Speaking from Damascus, the UN Refugee Agency (UNHCR)’s representative in Syria, Asseer Al-Madaien, said that the country has seen a “sharp rise” in people crossing the border from Lebanon – more than 200,000 between 2 and 27 March.
“The vast majority, nearly 180,000, are Syrians, including Syrian refugees who had fled Syria seeking safety in the past in Lebanon and now forced to flee again,” she said.
More than 28,000 Lebanese also have crossed into Syria.
Fleeing with nothing
“Most are people fleeing the intense Israeli bombardments,” Ms. Al-Madaien told reporters in Geneva. “They arrive exhausted, traumatized and with very, very few belongings.”
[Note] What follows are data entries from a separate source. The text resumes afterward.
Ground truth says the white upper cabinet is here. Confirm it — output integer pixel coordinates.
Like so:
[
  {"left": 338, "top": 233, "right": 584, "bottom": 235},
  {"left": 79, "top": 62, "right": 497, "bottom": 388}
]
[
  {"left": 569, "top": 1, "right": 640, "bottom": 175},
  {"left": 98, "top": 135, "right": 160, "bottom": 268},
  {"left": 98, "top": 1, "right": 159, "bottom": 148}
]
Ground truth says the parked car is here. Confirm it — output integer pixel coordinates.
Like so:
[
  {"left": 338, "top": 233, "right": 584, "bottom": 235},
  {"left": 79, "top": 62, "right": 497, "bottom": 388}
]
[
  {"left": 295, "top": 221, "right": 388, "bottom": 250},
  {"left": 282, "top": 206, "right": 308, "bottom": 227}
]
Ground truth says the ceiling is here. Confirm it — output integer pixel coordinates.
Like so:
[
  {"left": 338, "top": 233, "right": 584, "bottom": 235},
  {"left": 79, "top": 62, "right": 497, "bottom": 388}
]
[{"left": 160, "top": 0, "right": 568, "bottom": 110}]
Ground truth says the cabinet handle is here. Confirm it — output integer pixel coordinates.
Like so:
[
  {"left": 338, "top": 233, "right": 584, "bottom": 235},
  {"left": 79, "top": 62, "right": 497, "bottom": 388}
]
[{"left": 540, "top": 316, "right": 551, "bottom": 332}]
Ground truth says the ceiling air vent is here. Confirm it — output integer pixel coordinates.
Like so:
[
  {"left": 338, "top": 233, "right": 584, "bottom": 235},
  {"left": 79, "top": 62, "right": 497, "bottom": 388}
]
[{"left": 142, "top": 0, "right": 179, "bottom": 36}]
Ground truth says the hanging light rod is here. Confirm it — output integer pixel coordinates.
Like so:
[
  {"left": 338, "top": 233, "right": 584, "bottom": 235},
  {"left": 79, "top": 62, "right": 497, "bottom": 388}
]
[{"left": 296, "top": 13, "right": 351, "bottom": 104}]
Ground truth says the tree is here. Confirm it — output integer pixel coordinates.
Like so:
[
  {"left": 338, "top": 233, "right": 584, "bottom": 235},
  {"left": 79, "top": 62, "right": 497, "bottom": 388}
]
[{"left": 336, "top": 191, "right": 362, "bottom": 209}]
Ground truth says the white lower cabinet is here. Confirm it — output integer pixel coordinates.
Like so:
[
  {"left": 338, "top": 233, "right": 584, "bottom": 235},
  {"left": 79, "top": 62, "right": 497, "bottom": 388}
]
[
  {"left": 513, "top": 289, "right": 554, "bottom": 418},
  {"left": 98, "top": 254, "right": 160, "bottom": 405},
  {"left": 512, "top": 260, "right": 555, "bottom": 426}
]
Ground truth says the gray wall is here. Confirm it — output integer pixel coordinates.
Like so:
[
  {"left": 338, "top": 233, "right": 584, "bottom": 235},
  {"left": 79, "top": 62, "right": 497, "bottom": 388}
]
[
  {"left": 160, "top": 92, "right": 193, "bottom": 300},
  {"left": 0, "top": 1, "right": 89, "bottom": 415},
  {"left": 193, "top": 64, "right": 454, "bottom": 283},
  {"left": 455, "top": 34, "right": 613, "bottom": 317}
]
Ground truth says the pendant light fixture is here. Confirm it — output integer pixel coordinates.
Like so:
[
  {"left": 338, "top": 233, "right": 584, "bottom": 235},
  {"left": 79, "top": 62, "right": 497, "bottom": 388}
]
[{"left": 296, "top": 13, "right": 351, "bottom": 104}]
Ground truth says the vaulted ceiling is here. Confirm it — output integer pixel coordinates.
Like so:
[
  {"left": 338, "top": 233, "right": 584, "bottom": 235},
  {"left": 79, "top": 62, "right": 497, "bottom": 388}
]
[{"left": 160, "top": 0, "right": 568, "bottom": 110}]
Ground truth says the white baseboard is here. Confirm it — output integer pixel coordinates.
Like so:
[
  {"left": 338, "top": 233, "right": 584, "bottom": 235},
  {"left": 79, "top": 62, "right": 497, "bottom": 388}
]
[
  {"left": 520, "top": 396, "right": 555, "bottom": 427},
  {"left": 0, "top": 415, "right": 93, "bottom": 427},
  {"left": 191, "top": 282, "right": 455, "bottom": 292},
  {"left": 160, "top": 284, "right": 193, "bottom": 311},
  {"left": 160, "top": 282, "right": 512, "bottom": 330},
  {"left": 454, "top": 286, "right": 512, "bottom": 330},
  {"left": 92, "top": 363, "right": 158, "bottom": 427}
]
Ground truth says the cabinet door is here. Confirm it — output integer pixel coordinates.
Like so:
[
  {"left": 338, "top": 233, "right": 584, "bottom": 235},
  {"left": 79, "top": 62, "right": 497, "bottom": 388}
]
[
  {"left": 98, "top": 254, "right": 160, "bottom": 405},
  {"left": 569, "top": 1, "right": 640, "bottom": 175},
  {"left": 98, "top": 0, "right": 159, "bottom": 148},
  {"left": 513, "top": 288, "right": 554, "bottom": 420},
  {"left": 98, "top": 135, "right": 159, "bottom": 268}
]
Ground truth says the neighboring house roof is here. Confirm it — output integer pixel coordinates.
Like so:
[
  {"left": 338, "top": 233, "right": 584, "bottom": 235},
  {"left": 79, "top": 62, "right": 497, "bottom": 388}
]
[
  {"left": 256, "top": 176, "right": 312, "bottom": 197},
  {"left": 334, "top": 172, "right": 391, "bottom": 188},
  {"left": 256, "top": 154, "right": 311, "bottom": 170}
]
The UNHCR representative said that the agency is preparing for as many as 350,000 to cross into Syria, depending on the course of the conflict.
As the humanitarian fallout continues to deepen over a month since Israeli and US airstrikes on Iran began, sparking a wider regional war, supply lines across the Middle East are already severely disrupted.
The UN World Food Programme (WFP)’s Director of Supply, Chain Corinne Fleischer, said that the agency is concerned about “all [its] big operations”.
WFP currently has “70,000 metric tonnes of food that is impacted by the war…About half of them are on chartered bulk vessels and the other half are on in containers which are either on route or stuck in a port and don’t move,” she said.
Speaking from Rome, Ms. Fleischer clarified that WFP has no vessels in the Strait of Hormuz but is impacted “by the ripple effect of what’s happening there… vessels being stuck in ports, not berthing to ports, not leaving ports, containers not being offloaded”.
COVID precedent
The WFP official warned that similar global supply chain disruptions seen during COVID took “four to five months to get back into place once the situation’s stabilized”.
Shipping costs have surged as carriers avoid the Suez Canal linked to the Middle East war and have to re-route around the Cape of Good Hope. This adds up to 30 days to the journey and has driven rates up 15 to 25 per cent, with fuel price hikes also hitting firms’ bottom lines.
Speaking about mitigating measures, Ms. Fleischer explained that WFP has been “asking for priority cargo for humanitarian operations” as it is the only UN organization with its own shipping department directly engaging with shipping lines and vessel owners.
She said that the agency has successfully negotiated a waiver for the surcharges that are being put in place by shipping lines and certain ports at risk in the Middle East, which represent between $2,000 to $4,000 per container – a saving of about $1.5 million so far.
Afghanistan aid delays
WFP is also rerouting cargo, for instance to Afghanistan, where 17 million people are food insecure.
Earlier this year, food aid sourced in Pakistan was impacted by the Pakistan-Afghanistan war and initially re-routed through Iran, Ms. Fleischer said.
“While we were [rerouting] to get into Bandar Abbas port of Iran, the war broke out” she explained. “We had to put it in Jebel Ali [port] in Dubai and now we will truck it from Dubai through Saudi Arabia…That adds about 1,000 euros per tonne and of course another three weeks.”
The WFP official expressed further concern about Sudan, with 19 million people “acutely hungry”, as well as Somalia and South Sudan, where operations are buckling under longer lead times and higher costs.
“The financing of humanitarian operations has, since several years, not being where it should be,” she said. “We have eroded any buffer stocks. We’re living from hand-to-mouth in these operations.”
With famine in areas of Sudan “there is no time”, she insisted. “Our operations and pipelines don’t allow for a three-weeks-longer rerouting through the Horn of Africa.”